No sooner had the First Battalion of the 22nd Armored Regiment of the Army arrived here than five soldiers were killed on Aug. 30, by a roadside bomb directed at their convoy. The dead included the first Army chaplain to be killed in active duty during the Afghan conflict.
The chaplain, Capt. Dale A. Goetz, 43, had been on a tour of some of the 18 combat outposts the military has established in the Arghandab District.
Three days later, rockets fired from orchards just outside the district center hit the dining tent at the main American base, slightly wounding five soldiers.
While no official casualty totals have been released for the recent operations in the Kandahar districts, American military reports list 16 American fatalities in the Kandahar area since Aug. 30, at least 10 of which were in the Arghandab or Zhari Districts.
An effort to bring all of the heavily Pashtun south under coalition control began on Feb. 14 with an attempt to suppress the Taliban in and around Marja. Kandahar was to be the next target.
But the Taliban in Marja have still not been subdued, so officials decided to concentrate first on bringing economic development to some districts around Kandahar city, then on gradually stepping up military operations.
“I look at each one of my 13 combat platoons as a development team,” said Lt. Col. Rodger Lemons, commander of the First Battalion, 66th Armored Regiment, stationed at the district headquarters here.

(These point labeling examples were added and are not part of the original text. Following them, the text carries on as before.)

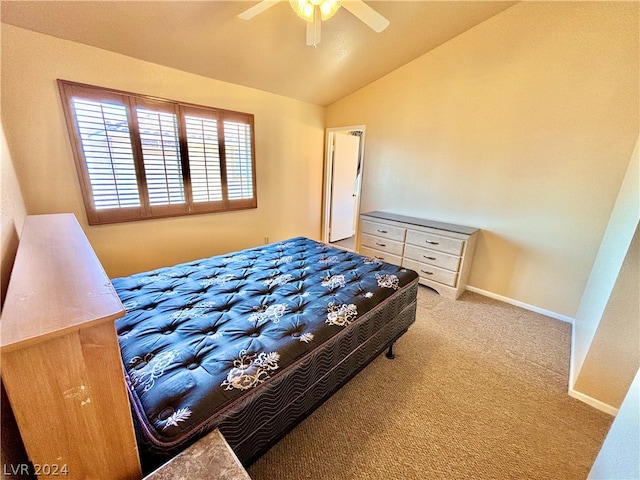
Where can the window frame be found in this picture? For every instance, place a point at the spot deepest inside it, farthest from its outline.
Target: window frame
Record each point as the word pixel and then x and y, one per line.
pixel 130 101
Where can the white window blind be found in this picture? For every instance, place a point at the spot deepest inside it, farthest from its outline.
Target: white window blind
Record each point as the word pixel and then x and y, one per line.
pixel 161 154
pixel 237 139
pixel 142 157
pixel 106 144
pixel 204 159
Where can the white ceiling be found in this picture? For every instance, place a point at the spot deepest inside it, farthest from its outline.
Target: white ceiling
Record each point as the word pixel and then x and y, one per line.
pixel 268 52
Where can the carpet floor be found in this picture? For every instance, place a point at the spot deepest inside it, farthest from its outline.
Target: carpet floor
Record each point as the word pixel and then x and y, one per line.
pixel 478 390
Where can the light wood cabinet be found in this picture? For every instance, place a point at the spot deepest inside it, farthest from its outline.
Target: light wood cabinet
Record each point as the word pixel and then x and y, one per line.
pixel 440 253
pixel 61 363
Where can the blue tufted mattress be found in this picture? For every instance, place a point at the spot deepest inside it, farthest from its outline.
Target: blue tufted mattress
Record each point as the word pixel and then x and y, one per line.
pixel 250 341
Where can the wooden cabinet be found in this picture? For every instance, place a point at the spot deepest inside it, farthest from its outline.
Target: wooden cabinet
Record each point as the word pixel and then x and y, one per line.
pixel 61 363
pixel 441 253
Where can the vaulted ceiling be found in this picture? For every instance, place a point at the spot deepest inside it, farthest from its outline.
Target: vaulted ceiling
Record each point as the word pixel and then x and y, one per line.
pixel 268 52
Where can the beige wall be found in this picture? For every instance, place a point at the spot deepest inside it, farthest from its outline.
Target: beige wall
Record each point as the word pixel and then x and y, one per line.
pixel 289 152
pixel 619 459
pixel 614 354
pixel 522 126
pixel 12 213
pixel 606 335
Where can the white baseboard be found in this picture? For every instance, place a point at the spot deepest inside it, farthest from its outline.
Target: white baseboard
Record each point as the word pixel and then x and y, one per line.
pixel 518 303
pixel 603 407
pixel 597 404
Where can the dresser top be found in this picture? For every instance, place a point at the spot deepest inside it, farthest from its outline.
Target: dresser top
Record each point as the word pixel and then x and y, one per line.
pixel 57 284
pixel 449 227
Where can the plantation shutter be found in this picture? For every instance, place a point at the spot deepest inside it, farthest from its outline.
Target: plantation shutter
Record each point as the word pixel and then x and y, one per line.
pixel 106 144
pixel 160 148
pixel 238 147
pixel 205 165
pixel 141 157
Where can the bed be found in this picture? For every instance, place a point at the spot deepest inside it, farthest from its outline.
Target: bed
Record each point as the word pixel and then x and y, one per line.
pixel 253 341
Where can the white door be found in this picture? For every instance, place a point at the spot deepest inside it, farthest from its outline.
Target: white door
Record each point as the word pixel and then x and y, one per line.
pixel 343 186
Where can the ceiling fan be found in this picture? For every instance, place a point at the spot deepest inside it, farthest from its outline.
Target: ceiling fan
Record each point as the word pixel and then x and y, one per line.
pixel 315 11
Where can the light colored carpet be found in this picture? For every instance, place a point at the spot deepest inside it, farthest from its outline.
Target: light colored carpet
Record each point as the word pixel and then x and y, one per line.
pixel 478 390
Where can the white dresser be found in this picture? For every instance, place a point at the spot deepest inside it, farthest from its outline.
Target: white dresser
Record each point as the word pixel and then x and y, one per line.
pixel 440 253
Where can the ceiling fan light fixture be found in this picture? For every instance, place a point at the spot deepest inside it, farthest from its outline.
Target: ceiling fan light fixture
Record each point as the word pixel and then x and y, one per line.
pixel 306 9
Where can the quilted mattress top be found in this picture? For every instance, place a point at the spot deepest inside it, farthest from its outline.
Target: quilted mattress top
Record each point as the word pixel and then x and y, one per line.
pixel 199 335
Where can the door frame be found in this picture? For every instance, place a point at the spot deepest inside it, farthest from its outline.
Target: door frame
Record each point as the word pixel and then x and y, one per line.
pixel 328 176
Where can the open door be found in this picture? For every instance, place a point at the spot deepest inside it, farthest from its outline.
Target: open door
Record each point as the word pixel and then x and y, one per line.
pixel 346 149
pixel 343 173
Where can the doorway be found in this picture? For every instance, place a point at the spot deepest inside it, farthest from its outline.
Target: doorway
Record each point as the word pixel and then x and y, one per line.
pixel 343 167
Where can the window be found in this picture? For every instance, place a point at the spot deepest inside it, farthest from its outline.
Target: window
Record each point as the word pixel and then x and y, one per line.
pixel 139 157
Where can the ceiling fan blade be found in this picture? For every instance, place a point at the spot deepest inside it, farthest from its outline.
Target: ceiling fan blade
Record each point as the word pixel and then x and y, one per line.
pixel 257 9
pixel 313 31
pixel 367 14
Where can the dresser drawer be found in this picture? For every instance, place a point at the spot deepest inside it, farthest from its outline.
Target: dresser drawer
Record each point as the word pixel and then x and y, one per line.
pixel 435 242
pixel 432 257
pixel 432 273
pixel 385 257
pixel 384 231
pixel 382 244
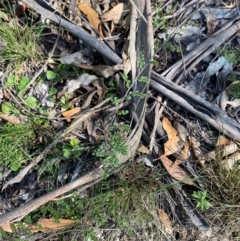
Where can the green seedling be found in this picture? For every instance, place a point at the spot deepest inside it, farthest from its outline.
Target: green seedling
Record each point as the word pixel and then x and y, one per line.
pixel 20 40
pixel 8 108
pixel 202 203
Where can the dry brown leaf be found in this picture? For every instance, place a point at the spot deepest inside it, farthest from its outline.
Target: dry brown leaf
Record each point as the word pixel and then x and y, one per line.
pixel 195 144
pixel 50 224
pixel 165 220
pixel 220 148
pixel 126 60
pixel 7 227
pixel 184 154
pixel 229 162
pixel 116 14
pixel 106 71
pixel 70 113
pixel 43 225
pixel 92 17
pixel 11 118
pixel 172 145
pixel 175 171
pixel 143 149
pixel 101 88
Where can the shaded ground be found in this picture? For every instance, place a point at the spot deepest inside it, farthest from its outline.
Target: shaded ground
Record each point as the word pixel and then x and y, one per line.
pixel 96 143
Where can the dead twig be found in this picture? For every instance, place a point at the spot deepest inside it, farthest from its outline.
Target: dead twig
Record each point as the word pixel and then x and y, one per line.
pixel 47 12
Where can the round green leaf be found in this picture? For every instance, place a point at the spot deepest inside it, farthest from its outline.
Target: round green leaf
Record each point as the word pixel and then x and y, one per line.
pixel 31 101
pixel 7 108
pixel 51 75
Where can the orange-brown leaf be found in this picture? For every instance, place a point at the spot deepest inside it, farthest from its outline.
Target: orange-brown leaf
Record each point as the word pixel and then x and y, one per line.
pixel 220 148
pixel 175 171
pixel 92 16
pixel 172 145
pixel 70 113
pixel 165 220
pixel 11 118
pixel 184 155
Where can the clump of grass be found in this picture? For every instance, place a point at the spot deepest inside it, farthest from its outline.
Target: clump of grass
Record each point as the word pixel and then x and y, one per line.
pixel 124 202
pixel 20 41
pixel 223 186
pixel 16 143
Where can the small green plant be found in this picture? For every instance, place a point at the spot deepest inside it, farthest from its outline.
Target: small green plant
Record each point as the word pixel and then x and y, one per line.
pixel 111 146
pixel 72 149
pixel 202 202
pixel 20 41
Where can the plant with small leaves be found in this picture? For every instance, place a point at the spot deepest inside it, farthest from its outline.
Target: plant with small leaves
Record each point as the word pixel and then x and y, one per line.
pixel 202 202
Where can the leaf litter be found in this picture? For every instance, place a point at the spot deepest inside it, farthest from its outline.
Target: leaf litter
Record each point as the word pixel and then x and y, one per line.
pixel 74 96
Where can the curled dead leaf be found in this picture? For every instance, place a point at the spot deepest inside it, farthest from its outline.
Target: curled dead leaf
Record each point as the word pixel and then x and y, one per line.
pixel 70 113
pixel 12 119
pixel 92 17
pixel 175 171
pixel 165 221
pixel 116 14
pixel 173 143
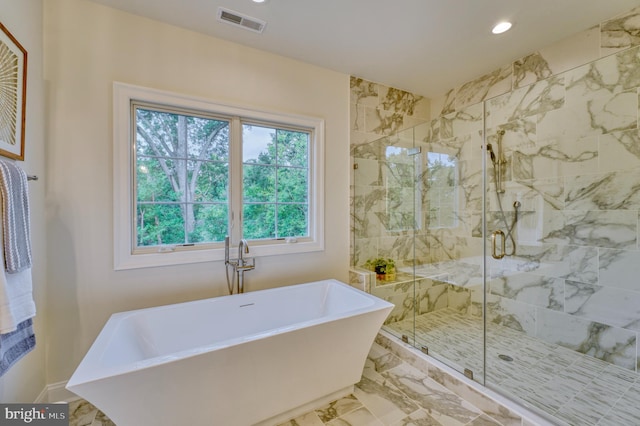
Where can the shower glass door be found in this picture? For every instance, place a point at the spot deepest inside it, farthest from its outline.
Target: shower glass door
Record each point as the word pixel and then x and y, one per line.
pixel 418 203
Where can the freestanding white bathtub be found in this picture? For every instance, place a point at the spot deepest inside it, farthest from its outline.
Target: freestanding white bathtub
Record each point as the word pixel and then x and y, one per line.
pixel 252 358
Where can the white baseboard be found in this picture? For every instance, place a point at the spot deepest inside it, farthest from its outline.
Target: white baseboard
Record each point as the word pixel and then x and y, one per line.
pixel 55 392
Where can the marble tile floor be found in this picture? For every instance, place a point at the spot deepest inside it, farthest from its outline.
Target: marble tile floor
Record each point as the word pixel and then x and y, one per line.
pixel 390 392
pixel 573 388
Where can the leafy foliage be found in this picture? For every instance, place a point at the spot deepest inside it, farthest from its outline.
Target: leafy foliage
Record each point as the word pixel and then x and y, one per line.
pixel 182 181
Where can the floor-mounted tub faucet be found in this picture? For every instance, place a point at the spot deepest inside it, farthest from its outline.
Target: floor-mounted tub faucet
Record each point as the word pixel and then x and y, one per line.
pixel 240 265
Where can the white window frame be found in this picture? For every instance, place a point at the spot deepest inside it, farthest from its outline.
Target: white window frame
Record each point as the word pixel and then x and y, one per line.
pixel 123 160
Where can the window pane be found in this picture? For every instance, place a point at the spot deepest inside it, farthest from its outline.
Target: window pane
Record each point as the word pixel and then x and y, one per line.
pixel 181 157
pixel 259 183
pixel 160 224
pixel 292 185
pixel 209 139
pixel 258 144
pixel 155 132
pixel 293 148
pixel 212 182
pixel 152 181
pixel 292 220
pixel 210 223
pixel 259 221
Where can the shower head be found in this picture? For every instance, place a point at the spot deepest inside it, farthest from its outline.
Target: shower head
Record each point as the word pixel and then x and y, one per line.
pixel 491 153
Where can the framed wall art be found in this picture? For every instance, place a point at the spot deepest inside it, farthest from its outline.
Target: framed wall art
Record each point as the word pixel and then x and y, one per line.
pixel 13 94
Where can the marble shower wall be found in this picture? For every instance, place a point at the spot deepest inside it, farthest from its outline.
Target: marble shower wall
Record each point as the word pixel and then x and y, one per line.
pixel 572 142
pixel 570 116
pixel 383 123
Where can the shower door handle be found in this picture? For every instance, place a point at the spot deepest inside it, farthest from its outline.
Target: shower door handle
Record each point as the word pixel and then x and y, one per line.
pixel 494 237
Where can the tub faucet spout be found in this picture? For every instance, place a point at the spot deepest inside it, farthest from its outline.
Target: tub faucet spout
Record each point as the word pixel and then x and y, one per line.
pixel 239 265
pixel 243 248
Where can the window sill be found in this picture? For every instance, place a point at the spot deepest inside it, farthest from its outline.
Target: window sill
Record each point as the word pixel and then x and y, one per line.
pixel 170 257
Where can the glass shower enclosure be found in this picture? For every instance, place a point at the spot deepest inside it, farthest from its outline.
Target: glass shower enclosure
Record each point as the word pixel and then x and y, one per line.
pixel 506 235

“I’m not going to tell you the population is fully in support, but they are much more in support of the government and the coalition than they are of the Taliban,” he said. Along with the military buildup has come a similar effort to increase the presence of State Department employees, along with aid contractors paid by the Americans, who would serve as stabilization teams in those areas.
Although some 300 American civilian staff members have arrived in Kandahar Province, at the district levels there are only a few, mainly because of security concerns.

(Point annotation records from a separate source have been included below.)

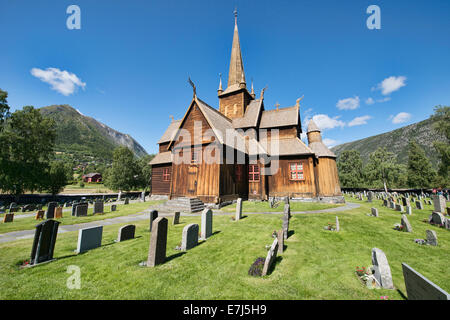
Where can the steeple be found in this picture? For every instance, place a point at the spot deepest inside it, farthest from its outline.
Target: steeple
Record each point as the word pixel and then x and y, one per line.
pixel 236 74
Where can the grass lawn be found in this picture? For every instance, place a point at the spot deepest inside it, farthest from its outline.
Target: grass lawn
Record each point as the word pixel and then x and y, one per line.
pixel 122 210
pixel 316 264
pixel 263 206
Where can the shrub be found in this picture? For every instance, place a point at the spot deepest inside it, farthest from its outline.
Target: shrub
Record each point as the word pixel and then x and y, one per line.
pixel 257 267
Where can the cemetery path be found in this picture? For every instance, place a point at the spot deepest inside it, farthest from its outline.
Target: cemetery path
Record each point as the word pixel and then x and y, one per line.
pixel 29 234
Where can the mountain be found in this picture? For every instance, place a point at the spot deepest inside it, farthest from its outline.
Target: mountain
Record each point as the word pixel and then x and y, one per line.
pixel 82 136
pixel 397 141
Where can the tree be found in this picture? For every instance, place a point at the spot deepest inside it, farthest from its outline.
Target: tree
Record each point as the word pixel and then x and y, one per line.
pixel 420 172
pixel 441 125
pixel 56 177
pixel 125 172
pixel 383 169
pixel 350 168
pixel 27 147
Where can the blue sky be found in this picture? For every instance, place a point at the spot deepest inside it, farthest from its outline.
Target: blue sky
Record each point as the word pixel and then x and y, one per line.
pixel 128 64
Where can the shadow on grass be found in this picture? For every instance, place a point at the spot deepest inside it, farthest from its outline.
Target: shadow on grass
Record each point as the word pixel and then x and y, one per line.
pixel 174 256
pixel 276 262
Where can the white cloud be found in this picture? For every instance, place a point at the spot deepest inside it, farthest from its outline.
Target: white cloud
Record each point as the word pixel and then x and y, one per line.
pixel 384 99
pixel 359 121
pixel 401 117
pixel 62 81
pixel 370 101
pixel 348 104
pixel 391 84
pixel 323 121
pixel 330 142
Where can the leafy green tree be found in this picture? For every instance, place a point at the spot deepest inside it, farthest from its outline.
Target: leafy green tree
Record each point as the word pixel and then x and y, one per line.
pixel 350 168
pixel 420 172
pixel 56 177
pixel 27 147
pixel 441 125
pixel 382 169
pixel 125 173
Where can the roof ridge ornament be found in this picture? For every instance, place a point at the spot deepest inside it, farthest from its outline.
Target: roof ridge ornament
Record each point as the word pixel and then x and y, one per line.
pixel 193 87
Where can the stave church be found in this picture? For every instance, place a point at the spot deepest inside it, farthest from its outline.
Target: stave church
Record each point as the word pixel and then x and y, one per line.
pixel 242 150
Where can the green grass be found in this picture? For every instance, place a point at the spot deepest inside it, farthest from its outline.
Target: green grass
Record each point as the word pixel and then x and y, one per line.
pixel 122 210
pixel 263 206
pixel 316 264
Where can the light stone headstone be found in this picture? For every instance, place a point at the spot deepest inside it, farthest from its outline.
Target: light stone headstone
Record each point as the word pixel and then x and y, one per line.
pixel 9 217
pixel 382 270
pixel 405 223
pixel 238 209
pixel 50 213
pixel 431 238
pixel 126 233
pixel 176 218
pixel 207 221
pixel 98 207
pixel 420 288
pixel 374 212
pixel 153 216
pixel 271 256
pixel 280 237
pixel 158 242
pixel 189 237
pixel 89 238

In Arghandab, where the civilian effort is deemed to have been the most successful, the district team consists of two Americans in addition to contractors and local employees. “It’s hard to get people to come here,” said Kevin Melton, who is finishing up a yearlong tour running the State Department team in Arghandab.
When Mr. Melton arrived, the district government was not functioning. Now, there is an active shura or village council, with people coming to the district government’s building regularly, attracted by generous aid programs.
“Five dead and that’s the news that gets out,” Mr. Melton said, referring to the first fatalities in Arghandab. “Yeah, we know what’s going wrong, but look what’s going right. If we had done this eight years ago, would we have been here now?”
By comparison, other districts like Zhari and Panjwai are just getting started, he said.